The site name is short and easy to remember, using a common word like "flag" so that even non-English speakers can get to it quickly and easily.
Once you are in the site, you don't even need to ask specific questions -- you can just browse the top content that's already there and start learning.
Audio recordings allow partially literate or even illiterate people to get information from the site's content.
We were primarily inspired by StackOverflow, which is a site where programmers using any programming language, confronting any specific techical problem, can get their questions answered by other people who have run into the same problems. We thought, if this concept works for programming, why can't it work for everything?
How we built it
Adam Coster took the role of lead web programmer. He developed the back-end of the site and most of the tools used to get the front end up and running.
Sam Coster led the way on design and layout of the site, creation of art assets, and front-end web development.
Seth Coster assisted with design, and was responsible for both marketing and aggregating, cleaning up, and composing data to use as the basis for the site.

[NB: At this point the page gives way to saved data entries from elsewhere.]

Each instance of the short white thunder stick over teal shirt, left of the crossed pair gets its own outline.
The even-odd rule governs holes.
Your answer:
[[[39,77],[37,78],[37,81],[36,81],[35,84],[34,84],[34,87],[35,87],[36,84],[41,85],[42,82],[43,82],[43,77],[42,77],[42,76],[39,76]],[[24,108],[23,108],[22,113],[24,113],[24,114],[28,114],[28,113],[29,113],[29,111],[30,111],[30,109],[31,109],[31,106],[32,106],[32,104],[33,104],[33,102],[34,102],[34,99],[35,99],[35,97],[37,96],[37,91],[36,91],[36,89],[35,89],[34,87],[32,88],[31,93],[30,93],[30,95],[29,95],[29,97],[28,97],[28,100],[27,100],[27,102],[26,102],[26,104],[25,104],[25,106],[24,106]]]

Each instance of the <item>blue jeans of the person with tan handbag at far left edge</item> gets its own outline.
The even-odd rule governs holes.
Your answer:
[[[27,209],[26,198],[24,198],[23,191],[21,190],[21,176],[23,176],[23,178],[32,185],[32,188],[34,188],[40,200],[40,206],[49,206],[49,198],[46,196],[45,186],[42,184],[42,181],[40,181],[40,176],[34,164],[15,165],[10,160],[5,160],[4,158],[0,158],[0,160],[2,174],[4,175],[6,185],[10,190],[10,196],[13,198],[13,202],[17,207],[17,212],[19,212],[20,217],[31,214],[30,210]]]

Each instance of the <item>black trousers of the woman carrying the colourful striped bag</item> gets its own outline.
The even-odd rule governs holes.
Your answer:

Shi Chen assisted with design and took on ad-hoc programming tasks to add features to the system, such as audio recording.
Challenges we ran into
One of the biggest problems we faced was finding reliable information to create the infrastructure of the web site. We had to spend a lot of time scrounging up lists of country names, lists of languages by country, and cleaning up data to make it usable.
We also wanted to ensure that our service couldn't be used by predatory individuals to take advantage of vulnerable people, so we spent extra time on the design to make exploitation less likely. One of the best ways to do this is the "reputation" system (seen in the "What's Next" section), as well as upvotes and downvotes, so the community can bury predatory posts. The audio recording mechanism also creates a layer of legitimacy, so it is harder for people to fake who they are (if they use the audio recording feature).
Last, we are game developers by trade, so the technical challenge for us was that we weren't able to use almost any of our normal tools to tackle this problem. Instead, we had to pick up new programming languages and tools that we were almost totally unfamiliar with. Although challenging, this turned out to be a lot of fun, and we learned a lot from it.
Because 2flags relies on the network effect, it needs a community of a certain size before it becomes useful. To ensure it reaches this critical threshold, we will first work with universities to get their international students involved with 2flags, since this group will be most likely to be able to adopt this technology, and they are in regular communication with their university administrations. Universities also often have sizeable populations of international students, which will help kick off the service.
From there, we will reach out to institutions that work with assisting immigrants in settling in the US and get them involved with 2flags as well. As the 2flags community grows and it becomes more of an important resource, word can spread among immigrant communities on how to use the site.
What's next for 2flags
Some features we would like to add if we were to develop this further:
The ability to categorize your posts, so others can narrow their search questions. For example, if you are a student, you might want to see posts just relating to school. If you are planning on starting up a business, you may want to only see posts about entrepreneurship.
The ability for immigrant-owned businesses to create job postings. This will help to sustain the site's operational costs, and will be instrumental in assisting immigrants with setting up their new lives.
A community reputation system. As your questions, guides, and answers get more votes by the community as being helpful, your account will gain reputation. This creates a self-reinforcing mechanism that should allow for easy automatic detection of spammers, trolls, and other unsavory internet characters.